Summit takes look at local-option tax
By CHARLES S. JOHNSON Gazette State
Bureau HELENA - For a local-option tax to win legislative
approval, it must reduce local property taxes, share revenues with
surrounding areas and be marketed as a tax targeted at tourists,
panelists said Thursday.
That was the consensus of speakers
at a summit in Helena by the Billings Chamber of Commerce/Convention
and Visitors Bureau.
The chamber sought to develop ideas to
build support for passing a local-option tax at the 2009
Legislature. A local-option tax, usually a sales tax, is one put on
the ballot by a local government that must be approved by local
voters.
Larry Swanson, director of the O'Conner Center for
the Rocky Mountain West, said local governments "aren't growing hog
wild." Some are struggling to keep up with the rapid population
growth.
"Many areas don't need this," he said. "That's the beauty of
the local-option tax."
If the Legislature authorizes local
governments to place these taxes on the ballot, Swanson said, there
should be flexibility in how the money is spent.
"Hopefully
this money doesn't get rat-holed in (local government) operating
expenses," he said.
Montana attracts 10 million out-of-state
tourists annually, but they pay little in taxes. "Where do you go
where you don't pay taxes?" Swanson said. "What are we
doing?"
Local governments and some business groups have been
pushing unsuccessfully for a local-option sales tax for several
decades to boost local government funding, relieve pressures to
raise property taxes and even reduce them.
Alec Hansen,
executive director of the Montana League of Cities and Towns, has
lobbied for passage of such a tax for 26 years.

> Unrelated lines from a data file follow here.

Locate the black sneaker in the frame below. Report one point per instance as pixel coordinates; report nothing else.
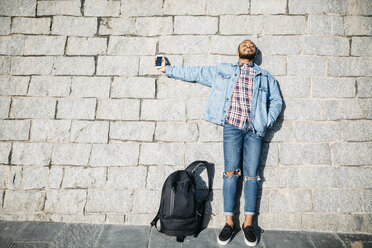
(250, 237)
(225, 235)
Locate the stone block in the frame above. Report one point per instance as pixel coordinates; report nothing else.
(117, 65)
(282, 221)
(141, 8)
(118, 109)
(118, 201)
(363, 223)
(5, 25)
(328, 222)
(124, 154)
(4, 65)
(211, 152)
(153, 26)
(280, 45)
(221, 7)
(71, 201)
(86, 46)
(31, 153)
(89, 131)
(337, 46)
(18, 8)
(101, 8)
(289, 200)
(162, 154)
(341, 109)
(179, 132)
(82, 178)
(133, 87)
(367, 196)
(31, 65)
(358, 130)
(91, 87)
(50, 130)
(117, 26)
(4, 107)
(354, 177)
(269, 154)
(74, 66)
(67, 7)
(324, 131)
(349, 66)
(76, 108)
(71, 154)
(228, 44)
(163, 110)
(195, 25)
(131, 46)
(228, 24)
(55, 177)
(4, 156)
(35, 178)
(49, 86)
(324, 24)
(312, 177)
(23, 25)
(358, 7)
(268, 7)
(273, 177)
(26, 107)
(302, 109)
(333, 87)
(303, 153)
(158, 174)
(210, 132)
(74, 26)
(358, 25)
(133, 178)
(174, 89)
(26, 201)
(184, 7)
(352, 153)
(186, 44)
(12, 86)
(361, 46)
(335, 200)
(279, 24)
(195, 108)
(11, 45)
(146, 201)
(136, 131)
(14, 129)
(307, 65)
(294, 86)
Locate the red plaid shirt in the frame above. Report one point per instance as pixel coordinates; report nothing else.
(240, 107)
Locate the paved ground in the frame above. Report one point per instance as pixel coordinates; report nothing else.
(43, 234)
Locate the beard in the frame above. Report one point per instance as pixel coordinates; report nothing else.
(247, 56)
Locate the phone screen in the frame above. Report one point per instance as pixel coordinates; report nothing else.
(158, 61)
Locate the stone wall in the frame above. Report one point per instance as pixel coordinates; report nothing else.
(89, 129)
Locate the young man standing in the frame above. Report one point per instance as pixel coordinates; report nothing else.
(245, 99)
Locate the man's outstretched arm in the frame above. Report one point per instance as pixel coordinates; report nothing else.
(200, 74)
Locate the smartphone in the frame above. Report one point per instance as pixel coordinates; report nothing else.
(159, 59)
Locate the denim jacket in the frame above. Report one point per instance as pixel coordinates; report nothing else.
(266, 100)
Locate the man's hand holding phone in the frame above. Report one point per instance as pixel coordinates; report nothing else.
(160, 63)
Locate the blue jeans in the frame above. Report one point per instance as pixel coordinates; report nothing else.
(240, 144)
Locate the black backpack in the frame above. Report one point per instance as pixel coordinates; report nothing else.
(180, 213)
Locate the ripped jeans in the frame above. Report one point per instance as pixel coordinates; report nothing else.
(240, 144)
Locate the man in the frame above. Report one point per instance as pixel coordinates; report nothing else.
(245, 99)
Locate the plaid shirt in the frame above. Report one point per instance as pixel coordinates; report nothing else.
(240, 107)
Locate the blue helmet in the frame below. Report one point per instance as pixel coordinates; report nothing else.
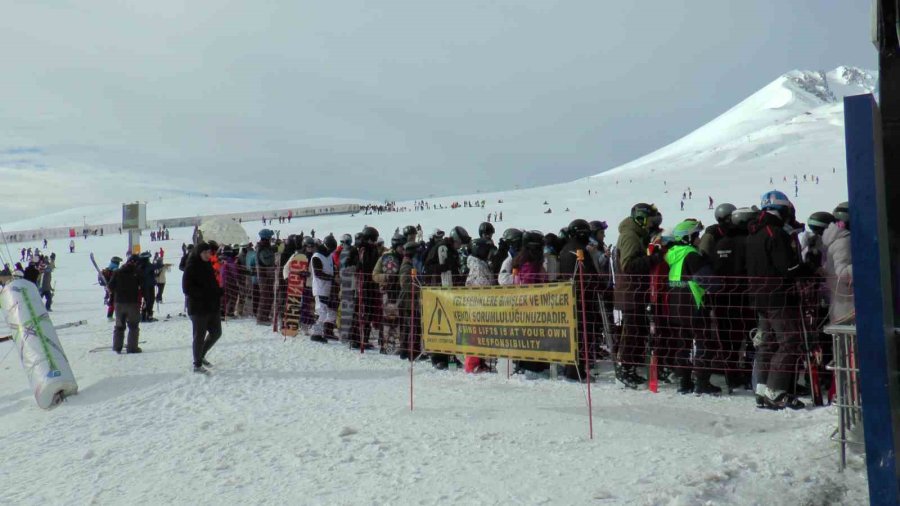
(776, 201)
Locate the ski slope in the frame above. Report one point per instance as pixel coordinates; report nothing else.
(298, 422)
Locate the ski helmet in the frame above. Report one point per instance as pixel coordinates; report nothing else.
(481, 248)
(485, 229)
(723, 213)
(819, 221)
(687, 231)
(842, 213)
(533, 238)
(512, 236)
(459, 234)
(410, 248)
(330, 242)
(778, 202)
(597, 225)
(551, 241)
(370, 234)
(742, 216)
(579, 229)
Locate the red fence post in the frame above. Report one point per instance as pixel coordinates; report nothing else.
(412, 330)
(587, 363)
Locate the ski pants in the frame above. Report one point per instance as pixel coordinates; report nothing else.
(326, 315)
(207, 330)
(781, 348)
(130, 315)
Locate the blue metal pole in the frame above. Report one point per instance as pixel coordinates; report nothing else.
(872, 294)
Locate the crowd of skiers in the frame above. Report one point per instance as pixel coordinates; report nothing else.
(743, 297)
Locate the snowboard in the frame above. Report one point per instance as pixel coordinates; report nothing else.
(296, 284)
(99, 273)
(348, 301)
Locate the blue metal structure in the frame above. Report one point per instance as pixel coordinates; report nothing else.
(872, 277)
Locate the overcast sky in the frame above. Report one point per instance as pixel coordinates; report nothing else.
(383, 98)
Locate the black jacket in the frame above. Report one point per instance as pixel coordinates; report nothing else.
(772, 263)
(125, 284)
(200, 286)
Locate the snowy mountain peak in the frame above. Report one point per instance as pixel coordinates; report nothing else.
(813, 83)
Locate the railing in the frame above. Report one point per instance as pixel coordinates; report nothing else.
(846, 382)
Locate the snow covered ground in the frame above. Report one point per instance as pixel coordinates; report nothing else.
(298, 422)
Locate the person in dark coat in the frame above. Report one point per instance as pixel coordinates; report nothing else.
(579, 232)
(125, 291)
(32, 273)
(772, 264)
(204, 299)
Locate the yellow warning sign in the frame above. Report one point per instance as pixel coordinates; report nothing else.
(527, 322)
(440, 322)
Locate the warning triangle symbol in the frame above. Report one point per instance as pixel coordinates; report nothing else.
(440, 322)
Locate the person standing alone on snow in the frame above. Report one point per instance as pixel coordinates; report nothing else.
(204, 295)
(125, 289)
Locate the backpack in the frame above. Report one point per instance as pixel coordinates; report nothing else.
(265, 257)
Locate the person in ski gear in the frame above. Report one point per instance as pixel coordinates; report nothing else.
(839, 267)
(264, 261)
(773, 265)
(579, 234)
(46, 282)
(125, 292)
(322, 276)
(551, 257)
(408, 305)
(631, 291)
(510, 245)
(689, 279)
(148, 286)
(103, 279)
(204, 295)
(715, 232)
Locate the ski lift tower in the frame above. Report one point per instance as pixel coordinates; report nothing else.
(872, 135)
(134, 220)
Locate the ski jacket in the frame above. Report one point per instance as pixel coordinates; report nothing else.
(322, 274)
(286, 268)
(199, 284)
(839, 274)
(551, 265)
(407, 300)
(530, 273)
(772, 264)
(632, 273)
(479, 272)
(711, 236)
(47, 279)
(230, 275)
(505, 277)
(125, 284)
(687, 269)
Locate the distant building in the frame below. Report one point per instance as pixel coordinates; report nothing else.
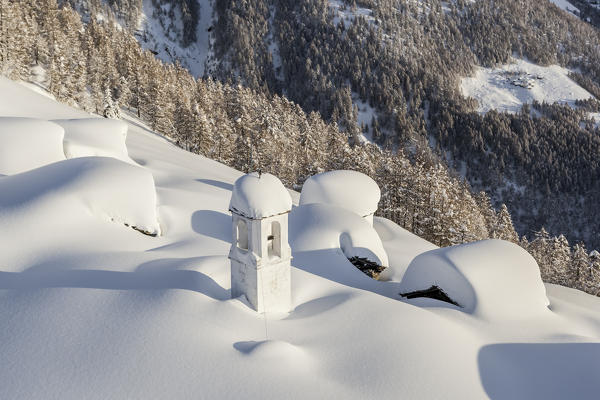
(351, 190)
(260, 252)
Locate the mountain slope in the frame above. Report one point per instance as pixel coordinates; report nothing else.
(95, 309)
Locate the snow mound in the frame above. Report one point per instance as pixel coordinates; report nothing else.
(508, 87)
(351, 190)
(489, 278)
(106, 187)
(27, 143)
(258, 196)
(95, 137)
(322, 226)
(401, 247)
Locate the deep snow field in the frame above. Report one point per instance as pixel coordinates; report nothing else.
(94, 309)
(493, 88)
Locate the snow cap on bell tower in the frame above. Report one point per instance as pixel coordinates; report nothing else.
(260, 253)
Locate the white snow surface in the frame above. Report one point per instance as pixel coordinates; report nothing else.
(16, 151)
(92, 309)
(565, 5)
(104, 187)
(506, 285)
(351, 190)
(101, 137)
(493, 88)
(258, 196)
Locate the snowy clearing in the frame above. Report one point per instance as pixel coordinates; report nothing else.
(565, 5)
(508, 87)
(93, 309)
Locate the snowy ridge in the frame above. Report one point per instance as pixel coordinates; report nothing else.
(92, 309)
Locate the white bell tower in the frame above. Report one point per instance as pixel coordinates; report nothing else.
(260, 253)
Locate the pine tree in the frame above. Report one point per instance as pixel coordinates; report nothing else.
(111, 108)
(580, 262)
(503, 228)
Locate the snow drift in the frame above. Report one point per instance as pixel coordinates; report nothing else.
(324, 227)
(350, 190)
(95, 137)
(27, 143)
(260, 195)
(105, 187)
(489, 278)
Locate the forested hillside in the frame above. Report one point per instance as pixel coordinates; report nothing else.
(390, 70)
(100, 67)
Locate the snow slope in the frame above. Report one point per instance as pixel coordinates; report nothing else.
(93, 309)
(565, 5)
(499, 88)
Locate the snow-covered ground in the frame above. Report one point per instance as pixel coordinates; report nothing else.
(508, 87)
(93, 309)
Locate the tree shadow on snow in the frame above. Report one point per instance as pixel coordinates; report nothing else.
(540, 370)
(332, 264)
(161, 274)
(213, 224)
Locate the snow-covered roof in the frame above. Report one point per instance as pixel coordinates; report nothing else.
(258, 196)
(351, 190)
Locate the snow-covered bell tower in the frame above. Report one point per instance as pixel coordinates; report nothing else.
(260, 253)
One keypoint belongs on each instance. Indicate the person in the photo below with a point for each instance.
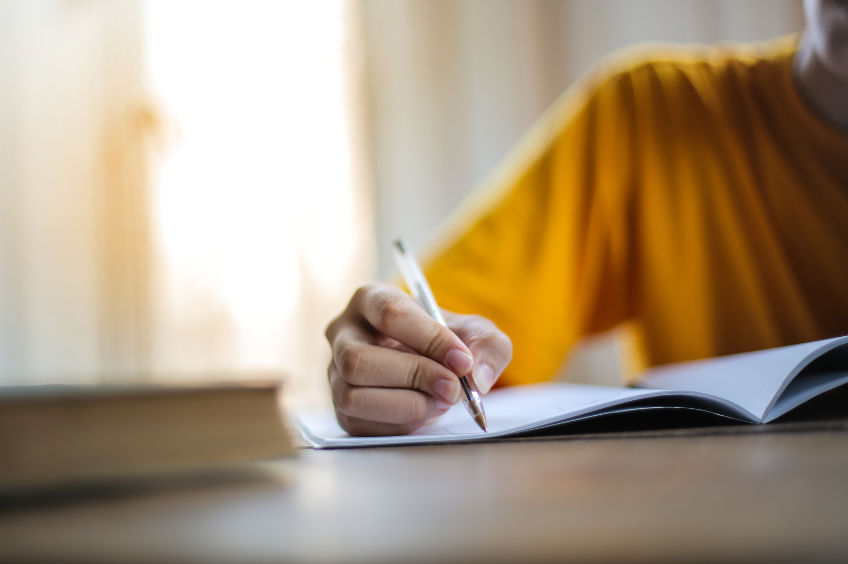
(696, 196)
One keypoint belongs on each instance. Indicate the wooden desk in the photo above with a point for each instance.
(779, 494)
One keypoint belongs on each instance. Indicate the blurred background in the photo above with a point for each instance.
(191, 190)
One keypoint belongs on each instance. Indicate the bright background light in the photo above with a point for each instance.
(255, 204)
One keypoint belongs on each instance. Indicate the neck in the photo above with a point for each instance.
(822, 89)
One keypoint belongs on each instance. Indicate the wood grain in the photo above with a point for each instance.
(747, 495)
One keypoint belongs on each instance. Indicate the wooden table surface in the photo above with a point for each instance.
(779, 494)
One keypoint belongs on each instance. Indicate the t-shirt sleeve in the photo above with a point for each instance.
(544, 249)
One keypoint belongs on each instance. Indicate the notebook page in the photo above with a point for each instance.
(508, 410)
(751, 380)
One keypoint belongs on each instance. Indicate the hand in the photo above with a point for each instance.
(395, 368)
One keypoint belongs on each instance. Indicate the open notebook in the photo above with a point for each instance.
(754, 387)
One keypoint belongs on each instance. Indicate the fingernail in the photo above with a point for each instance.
(460, 362)
(448, 390)
(484, 377)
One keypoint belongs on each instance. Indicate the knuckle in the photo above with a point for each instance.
(353, 363)
(417, 375)
(437, 342)
(345, 397)
(392, 309)
(420, 410)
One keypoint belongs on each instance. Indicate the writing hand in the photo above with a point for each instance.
(395, 368)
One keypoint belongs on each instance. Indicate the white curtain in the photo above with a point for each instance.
(179, 190)
(185, 192)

He explained why
it's so hard to pass this tax here, even though 47 states have
enacted a similar tax.
"Most of the Republican members of the
Legislature have the political fantasy of a statewide general sales
tax," he said, so they oppose a local-option tax.
And many
union Democratic legislators "promise their mothers on their death
beds that they would vote against a sales tax in any and all
circumstances," Hansen said.
Still, Hansen said, Montana
cities haven't given up: "We're as a patient as a wolf and as
persistent as winter."
Local-option tax backers must
emphasize that some of the money raised would go for local property
tax reductions, he said, and point out that 40 percent of the tax
would be paid by tourists.
He pointed to Whitefish and West
Yellowstone as towns that passed local resort taxes to fix up their
roads and reduce property taxes.
Sen. Jeff Essmann,
D-Billings, said he's given up on trying to pass a general sales tax
after failed attempts in 2005 and 2007 and is looking at a
local-option tax.
He analyzed the two 2007 Senate votes that
killed local-option taxes and found that all suburban senators voted
against it.
Any local option tax must provide for sharing
money with surrounding areas, he said.
Essmann said it's
critical that any local-option tax require a certain percentage of
money raised go to reduce property taxes.
He proposed calling
the levy "a tourist tax" and targeting goods and services that
tourists buy.
Bozeman City Manager Chris Kukulski said he
previously favored letting local governments decide how much
property taxes would be cut if they proposed a local-option tax. He
now believes the bill should require that 50 percent of any local
option tax revenue go for property tax cuts.
If Bozeman
adopted a local option tax like Whitefish on the same goods and
services, it could raise $7 million annually, Kukulski
said.
If half went for property tax reductions, the sales tax
would roll back local property tax rates to 1995 levels, he said.